Sample Prediction (High): [0]
Sample Prediction (Average): [1]
Sample Prediction (Low): [1]


In [8]:
final_subset_failure = unsuccessful_tackle_count[['winBool', 'numTacklesCategory']]
final_subset_failure = pd.get_dummies(final_subset_failure, columns=['numTacklesCategory'])

# Bayes Classifier

x = final_subset_failure.drop('winBool', axis=1)
y = final_subset_failure['winBool']

x_train, x_test, y_train, y_test = train_test_split(
    x, y, test_size=0.33, random_state=125
)

bayes_model = BernoulliNB()
bayes_model.fit(x_train, y_train)

y_pred_bayes = bayes_model.predict(x_test)

accuracy_bayes = accuracy_score(y_pred_bayes, y_test)
f1_bayes = f1_score(y_pred_bayes, y_test, average="weighted")

print("Accuracy:", accuracy_bayes)
print("F1 Score:", f1_bayes)

# Probability of a victory given a high number of missed tackles
sample_pred_high = {'numTacklesCategory_Average': [0],
                    'numTacklesCategory_High': [1],
                    'numTacklesCategory_Low': [0]}
sample_pred_df_high = pd.DataFrame(data=sample_pred_high)
print("\nSample Prediction (High):", bayes_model.predict(sample_pred_df_high))

# Probability of a victory given an average number of missed tackles
sample_pred_average = {'numTacklesCategory_Average': [1],
                       'numTacklesCategory_High': [0],
                       'numTacklesCategory_Low': [0]}
sample_pred_df_average = pd.DataFrame(data=sample_pred_average)
print("Sample Prediction (Average):", bayes_model.predict(sample_pred_df_average))

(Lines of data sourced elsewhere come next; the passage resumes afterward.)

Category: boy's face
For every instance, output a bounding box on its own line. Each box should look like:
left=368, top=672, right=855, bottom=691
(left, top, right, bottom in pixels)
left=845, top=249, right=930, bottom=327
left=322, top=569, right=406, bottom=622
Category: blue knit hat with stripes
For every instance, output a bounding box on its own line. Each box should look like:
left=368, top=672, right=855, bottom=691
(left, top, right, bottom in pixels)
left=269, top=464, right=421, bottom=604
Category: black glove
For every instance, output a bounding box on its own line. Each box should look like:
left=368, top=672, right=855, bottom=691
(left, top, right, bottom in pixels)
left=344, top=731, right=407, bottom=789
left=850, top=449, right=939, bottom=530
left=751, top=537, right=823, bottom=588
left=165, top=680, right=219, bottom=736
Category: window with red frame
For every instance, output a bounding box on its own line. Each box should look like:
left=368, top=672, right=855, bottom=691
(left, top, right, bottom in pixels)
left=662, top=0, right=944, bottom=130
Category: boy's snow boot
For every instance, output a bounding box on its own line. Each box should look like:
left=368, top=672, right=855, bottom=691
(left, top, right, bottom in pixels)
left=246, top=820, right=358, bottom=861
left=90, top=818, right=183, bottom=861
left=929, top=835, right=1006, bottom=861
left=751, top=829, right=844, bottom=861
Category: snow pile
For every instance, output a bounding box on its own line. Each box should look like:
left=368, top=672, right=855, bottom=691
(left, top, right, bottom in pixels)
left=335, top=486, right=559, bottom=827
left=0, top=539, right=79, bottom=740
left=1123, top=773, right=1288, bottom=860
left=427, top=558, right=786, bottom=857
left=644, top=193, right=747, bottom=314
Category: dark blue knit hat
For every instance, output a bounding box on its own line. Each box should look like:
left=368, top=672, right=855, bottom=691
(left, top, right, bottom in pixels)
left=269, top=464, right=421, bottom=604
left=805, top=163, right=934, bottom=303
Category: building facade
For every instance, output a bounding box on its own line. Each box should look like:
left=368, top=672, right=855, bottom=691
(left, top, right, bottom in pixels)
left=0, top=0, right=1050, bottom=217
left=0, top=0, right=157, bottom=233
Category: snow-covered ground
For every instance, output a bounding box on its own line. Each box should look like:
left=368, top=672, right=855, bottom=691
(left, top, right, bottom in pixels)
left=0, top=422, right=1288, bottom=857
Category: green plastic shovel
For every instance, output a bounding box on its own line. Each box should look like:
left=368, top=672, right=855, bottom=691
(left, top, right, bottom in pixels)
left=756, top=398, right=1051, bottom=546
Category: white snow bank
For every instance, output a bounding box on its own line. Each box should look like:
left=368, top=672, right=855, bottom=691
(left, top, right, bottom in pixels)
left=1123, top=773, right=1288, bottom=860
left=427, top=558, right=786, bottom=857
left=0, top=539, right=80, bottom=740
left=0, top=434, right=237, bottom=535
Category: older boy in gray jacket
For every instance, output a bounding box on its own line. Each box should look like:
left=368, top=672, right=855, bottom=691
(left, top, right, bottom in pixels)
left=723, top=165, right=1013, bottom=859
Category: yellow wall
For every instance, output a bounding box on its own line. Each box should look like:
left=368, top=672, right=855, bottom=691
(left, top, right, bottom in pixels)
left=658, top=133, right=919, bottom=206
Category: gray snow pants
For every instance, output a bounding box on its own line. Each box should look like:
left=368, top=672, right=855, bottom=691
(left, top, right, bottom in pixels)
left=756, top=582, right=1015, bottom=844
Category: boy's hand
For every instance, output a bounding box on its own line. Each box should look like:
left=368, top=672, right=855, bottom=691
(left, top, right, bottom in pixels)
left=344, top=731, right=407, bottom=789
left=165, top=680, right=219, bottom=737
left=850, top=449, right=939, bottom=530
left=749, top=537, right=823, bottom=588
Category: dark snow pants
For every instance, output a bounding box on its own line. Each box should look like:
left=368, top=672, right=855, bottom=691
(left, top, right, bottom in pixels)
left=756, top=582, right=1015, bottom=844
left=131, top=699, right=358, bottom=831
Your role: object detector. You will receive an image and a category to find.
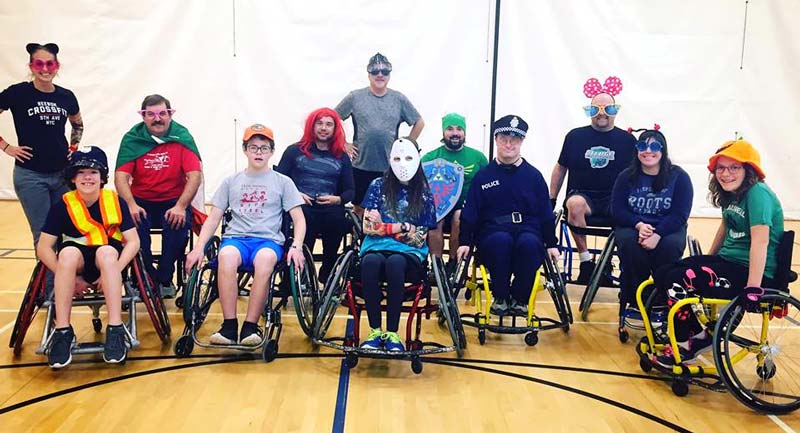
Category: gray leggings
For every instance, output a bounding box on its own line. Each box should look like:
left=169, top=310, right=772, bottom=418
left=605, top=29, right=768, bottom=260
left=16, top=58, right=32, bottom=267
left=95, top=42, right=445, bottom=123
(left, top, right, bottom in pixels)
left=14, top=166, right=68, bottom=249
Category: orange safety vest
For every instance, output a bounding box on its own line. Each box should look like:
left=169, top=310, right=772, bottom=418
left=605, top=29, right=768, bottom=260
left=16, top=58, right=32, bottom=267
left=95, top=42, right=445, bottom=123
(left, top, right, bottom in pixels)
left=63, top=189, right=122, bottom=247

# Probability of a victory given a low number of missed tackles
sample_pred_low = {'numTacklesCategory_Average': [0],
                   'numTacklesCategory_High': [0],
                   'numTacklesCategory_Low': [1]}
sample_pred_df_low = pd.DataFrame(data=sample_pred_low)
print("Sample Prediction (Low):", bayes_model.predict(sample_pred_df_low))

Accuracy: 0.6
F1 Score: 0.6178628389154706

Sample Prediction (High): [0]
Sample Prediction (Average): [1]
Sample Prediction (Low): [1]


### Conclusions

The Bayes Classifier for the relevance of the number of successful tackles to the likelihood of winning is shown to have a 60% accuracy and an F1 score of about 0.618. As demonstrated, for teams with the average number of tackles (between 45 and 61, inclusive), it predicted a victory. For teams with over 61 tackles, it predicted a loss, and for teams with less than 45 tackles, it predicted a victory.

Thus, the model does not serve as a good predictor. The primary reason for this is likely that only one attribute (the number of successful tackles by a team) was passed to the Bayes classifier, and thus accuracy of the model was inherently limited. For example, it is not uncommon for opposing teams to get a comparable number of tackles within the same game, but only one team can win and only one team can lose. As such, tackles do not seem to have a large impact on game outcomes, at least not when removed from the context of their plays and the overarching strategies.